Nicht mal ein Nickituch in den Vereinsfarben, das sich ja immerhin noch
Simone-Kahn-mäßig um den Kopf schwingen ließe. Bei solchen Exemplaren
ist erhöhte Vorsicht geboten. In der Regel verfolgt diese weibliche
Spezies bei ihrem Stadionbesuch nur ein Ziel: Gesehen zu werden! Solche
Frauen sind eiskalt und berechenbar. Sie gaukeln vor, sich für Fußball
zu interessieren, haben aber so wenig Ahnung von der Rückpassregel wie
Lothar Matthäus vom wahren Alter seines letzten One-Night-Stands. Sie
tauchen immer als Einzelkämpferinnen auf, nie als Gruppe, was verständlich
ist, denn Konkurrenz verdirbt das Geschäft. Und Fußball ist für sie
ein Geschäft. Nichts anderes. Geschäfte betreibt man natürlich nicht
in der Fan-Kurve. Das „Gesehen werden“ muss sich schließlich
lohnen. Deshalb geht man mindestens auf die Haupttribüne, besser noch
auf die Ehrentribüne. Und noch besser, man ergattert ein goldenes
Plastik-Armbändchen für den VIP-Club, wo man in der Halbzeit Reh und
Ente mit Limonenhäubchen essen und Grand Cru aus silbernen Eimern schlürfen
darf. Es soweit zu schaffen, ist nicht ganz einfach. Am Besten man hat
einen reichen Onkel, der Wurstfabrikant oder etwas Ähnliches ist, und
der den Verein schon seit 150 Jahren sponsert. Oder man kennt jemanden
vom Sicherheitsdienst, oder die Dame, die am Eingang die Armbändchen
verteilt. Denke ich zumindest. Ganz genau weiß ich es nicht, denn ich
kenne keines dieser „Möchte-gerne-gesehen-werden“-Mädchen persönlich.

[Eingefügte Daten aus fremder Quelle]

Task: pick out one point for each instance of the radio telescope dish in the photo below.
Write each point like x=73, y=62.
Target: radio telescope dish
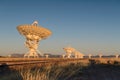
x=33, y=34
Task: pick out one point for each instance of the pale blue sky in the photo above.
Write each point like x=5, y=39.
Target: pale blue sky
x=90, y=26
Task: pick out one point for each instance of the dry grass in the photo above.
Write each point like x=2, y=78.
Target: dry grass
x=58, y=70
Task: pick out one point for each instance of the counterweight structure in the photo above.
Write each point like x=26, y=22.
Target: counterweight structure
x=33, y=34
x=69, y=51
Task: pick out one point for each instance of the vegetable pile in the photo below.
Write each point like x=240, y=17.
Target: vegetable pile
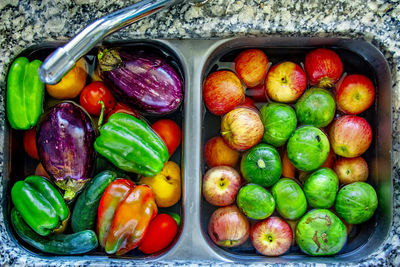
x=105, y=175
x=288, y=166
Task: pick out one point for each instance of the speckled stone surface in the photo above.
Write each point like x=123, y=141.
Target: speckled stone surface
x=25, y=23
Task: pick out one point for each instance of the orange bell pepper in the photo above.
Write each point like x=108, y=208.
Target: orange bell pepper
x=125, y=211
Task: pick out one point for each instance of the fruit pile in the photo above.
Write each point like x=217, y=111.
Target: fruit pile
x=299, y=134
x=104, y=174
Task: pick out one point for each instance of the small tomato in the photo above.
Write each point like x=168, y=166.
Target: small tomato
x=170, y=132
x=92, y=94
x=160, y=233
x=30, y=143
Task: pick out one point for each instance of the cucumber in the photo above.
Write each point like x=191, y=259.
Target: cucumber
x=63, y=244
x=85, y=209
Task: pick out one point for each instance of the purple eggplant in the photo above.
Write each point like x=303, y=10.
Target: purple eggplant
x=143, y=81
x=65, y=142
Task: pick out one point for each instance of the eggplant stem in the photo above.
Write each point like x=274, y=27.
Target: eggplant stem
x=100, y=121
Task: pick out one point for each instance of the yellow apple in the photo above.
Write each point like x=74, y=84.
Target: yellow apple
x=166, y=185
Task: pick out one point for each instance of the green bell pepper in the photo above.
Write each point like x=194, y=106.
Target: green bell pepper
x=130, y=144
x=40, y=204
x=25, y=94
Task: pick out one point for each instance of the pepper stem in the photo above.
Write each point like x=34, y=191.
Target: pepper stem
x=100, y=121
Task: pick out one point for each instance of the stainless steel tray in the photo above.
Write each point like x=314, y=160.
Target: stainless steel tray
x=196, y=58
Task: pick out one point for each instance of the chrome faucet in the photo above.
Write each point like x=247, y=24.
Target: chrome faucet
x=64, y=58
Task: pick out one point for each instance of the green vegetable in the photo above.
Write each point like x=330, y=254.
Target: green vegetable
x=40, y=204
x=130, y=144
x=273, y=116
x=261, y=165
x=290, y=200
x=356, y=202
x=61, y=244
x=85, y=209
x=320, y=233
x=24, y=94
x=255, y=201
x=321, y=188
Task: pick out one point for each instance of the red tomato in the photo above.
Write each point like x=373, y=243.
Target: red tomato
x=92, y=94
x=30, y=143
x=122, y=108
x=160, y=233
x=170, y=133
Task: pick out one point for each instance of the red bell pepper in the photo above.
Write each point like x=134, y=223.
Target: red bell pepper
x=125, y=211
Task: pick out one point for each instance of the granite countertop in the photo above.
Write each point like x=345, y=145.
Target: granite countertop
x=25, y=23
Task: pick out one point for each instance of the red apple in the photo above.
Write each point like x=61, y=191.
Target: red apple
x=217, y=153
x=323, y=67
x=350, y=136
x=228, y=227
x=354, y=94
x=285, y=82
x=242, y=128
x=350, y=170
x=222, y=92
x=257, y=93
x=272, y=236
x=221, y=185
x=251, y=66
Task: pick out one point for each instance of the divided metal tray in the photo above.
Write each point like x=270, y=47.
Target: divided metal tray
x=196, y=59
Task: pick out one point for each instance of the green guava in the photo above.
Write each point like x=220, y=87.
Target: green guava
x=321, y=187
x=315, y=107
x=255, y=201
x=320, y=233
x=279, y=122
x=261, y=165
x=356, y=202
x=307, y=148
x=289, y=198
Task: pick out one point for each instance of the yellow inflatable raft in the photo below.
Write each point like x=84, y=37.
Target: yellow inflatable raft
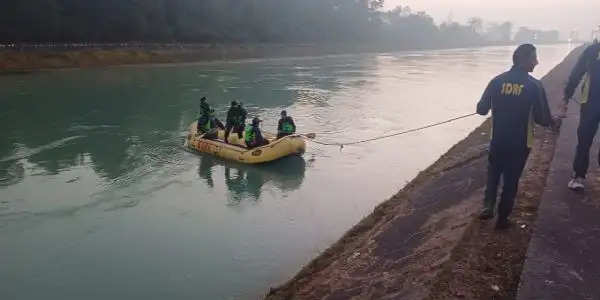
x=236, y=150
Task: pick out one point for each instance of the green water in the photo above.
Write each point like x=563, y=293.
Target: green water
x=98, y=199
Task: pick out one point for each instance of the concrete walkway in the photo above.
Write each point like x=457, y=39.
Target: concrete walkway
x=563, y=261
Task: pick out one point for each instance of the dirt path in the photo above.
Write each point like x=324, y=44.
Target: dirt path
x=425, y=243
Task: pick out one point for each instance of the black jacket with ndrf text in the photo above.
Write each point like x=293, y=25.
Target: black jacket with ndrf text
x=517, y=100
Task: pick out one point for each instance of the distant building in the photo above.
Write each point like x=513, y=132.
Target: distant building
x=526, y=35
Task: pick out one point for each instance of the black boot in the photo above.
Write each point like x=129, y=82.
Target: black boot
x=503, y=223
x=486, y=214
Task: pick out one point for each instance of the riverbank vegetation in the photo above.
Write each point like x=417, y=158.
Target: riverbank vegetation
x=234, y=21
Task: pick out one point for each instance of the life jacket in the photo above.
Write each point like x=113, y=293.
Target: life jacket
x=286, y=126
x=249, y=136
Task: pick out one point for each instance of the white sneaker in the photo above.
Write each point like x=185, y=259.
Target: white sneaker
x=576, y=184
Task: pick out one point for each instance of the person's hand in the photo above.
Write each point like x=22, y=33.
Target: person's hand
x=556, y=123
x=562, y=109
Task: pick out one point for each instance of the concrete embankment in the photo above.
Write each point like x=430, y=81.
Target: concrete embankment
x=425, y=242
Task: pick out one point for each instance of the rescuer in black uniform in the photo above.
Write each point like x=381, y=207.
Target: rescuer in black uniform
x=588, y=69
x=516, y=100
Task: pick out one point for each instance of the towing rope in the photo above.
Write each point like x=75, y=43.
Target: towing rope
x=341, y=145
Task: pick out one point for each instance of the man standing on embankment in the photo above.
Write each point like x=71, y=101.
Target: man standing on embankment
x=588, y=69
x=516, y=100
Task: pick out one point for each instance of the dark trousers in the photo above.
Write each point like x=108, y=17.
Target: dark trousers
x=508, y=164
x=236, y=129
x=258, y=143
x=282, y=134
x=588, y=126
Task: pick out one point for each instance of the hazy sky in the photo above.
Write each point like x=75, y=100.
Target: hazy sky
x=564, y=15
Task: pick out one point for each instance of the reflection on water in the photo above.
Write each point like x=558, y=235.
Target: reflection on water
x=247, y=181
x=95, y=184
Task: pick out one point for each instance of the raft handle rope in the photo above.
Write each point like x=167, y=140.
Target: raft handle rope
x=341, y=145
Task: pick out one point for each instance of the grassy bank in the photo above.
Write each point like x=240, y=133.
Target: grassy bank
x=32, y=58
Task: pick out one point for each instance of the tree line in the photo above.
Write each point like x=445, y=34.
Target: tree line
x=233, y=21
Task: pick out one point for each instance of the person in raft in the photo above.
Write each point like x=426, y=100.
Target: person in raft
x=516, y=100
x=285, y=126
x=588, y=70
x=232, y=122
x=210, y=127
x=254, y=137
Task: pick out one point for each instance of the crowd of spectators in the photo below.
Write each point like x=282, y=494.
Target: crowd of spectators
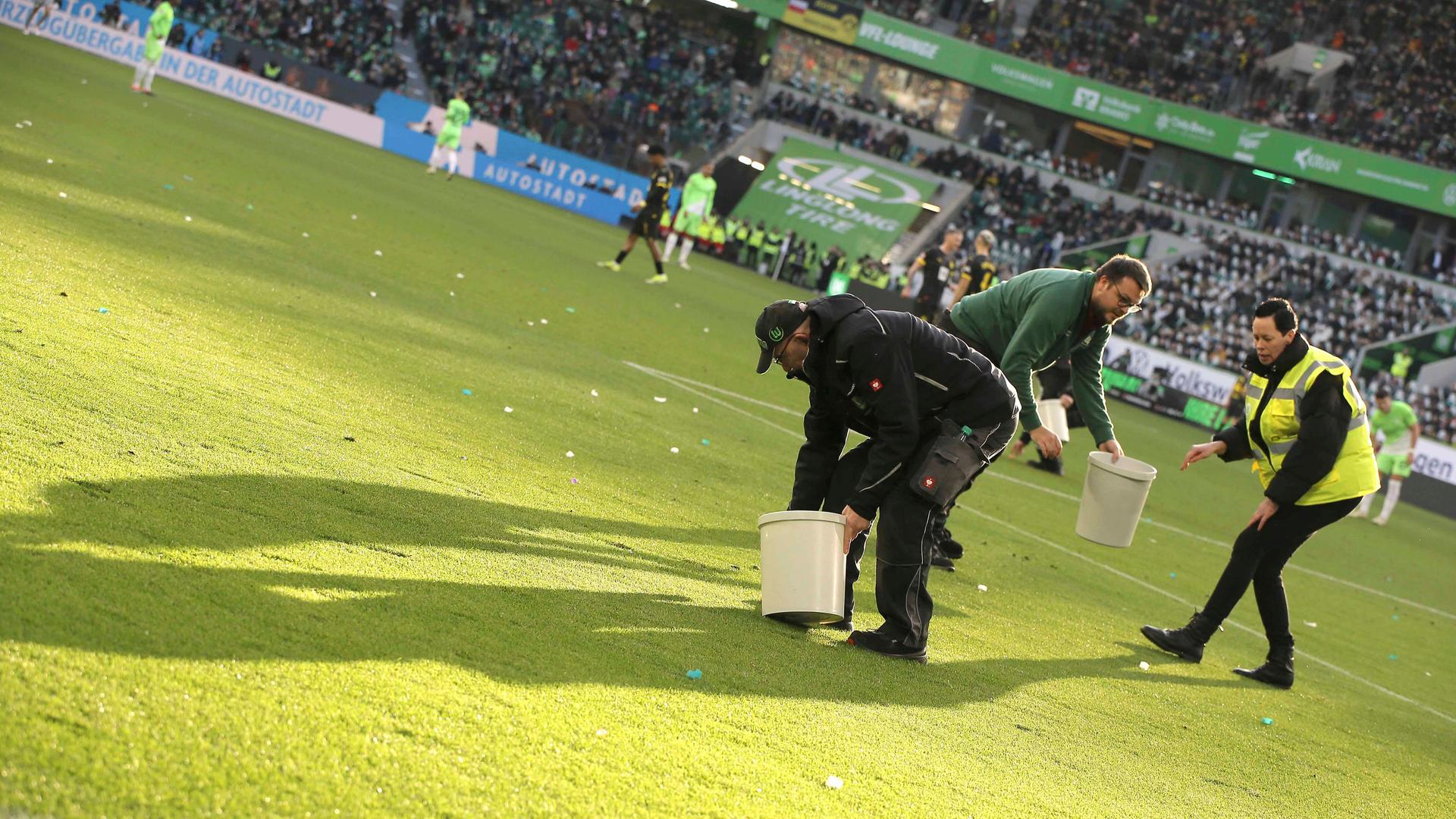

Ich beobachte sie nur regelmäßig dabei, wie sie auf ihren Pfennigabsätzen
in den Ehrengastbereich rein- und wieder rausstiefeln. Zwei Wochen später
tauchen ihre Fotos dann im Tageskurier auf, weil sie den Durchbruch als
neue Freundin von Spieler XY geschafft haben, der gerade zufällig
verletzt war und sich in der Halbzeit im VIP-Raum bei den frittierten
Entenflügelchen herumgetrieben hat. Männer sind ja so leicht zu
manipulieren. Fußballer im Besonderen. Womöglich erzählen sie
hinterher noch stolz herum, dass sie ihre Freundin im Stadion kennen
gelernt haben und dass sie ja immer nach einem Mädchen gesucht haben,
das sich für ihren Sport interessiert. Das
ist meist die Stelle, an der Kiki und ich uns brüllend vor Lachen über
die Zeitung werfen. Sie interessieren sich für den Sport! Und nur für
den Sport! Für Dinge wie Rückpassregel, Tackling und Elfmeterschießen.
Für Pressing, Hattricks und indirekte Freistöße. Aber sicher doch!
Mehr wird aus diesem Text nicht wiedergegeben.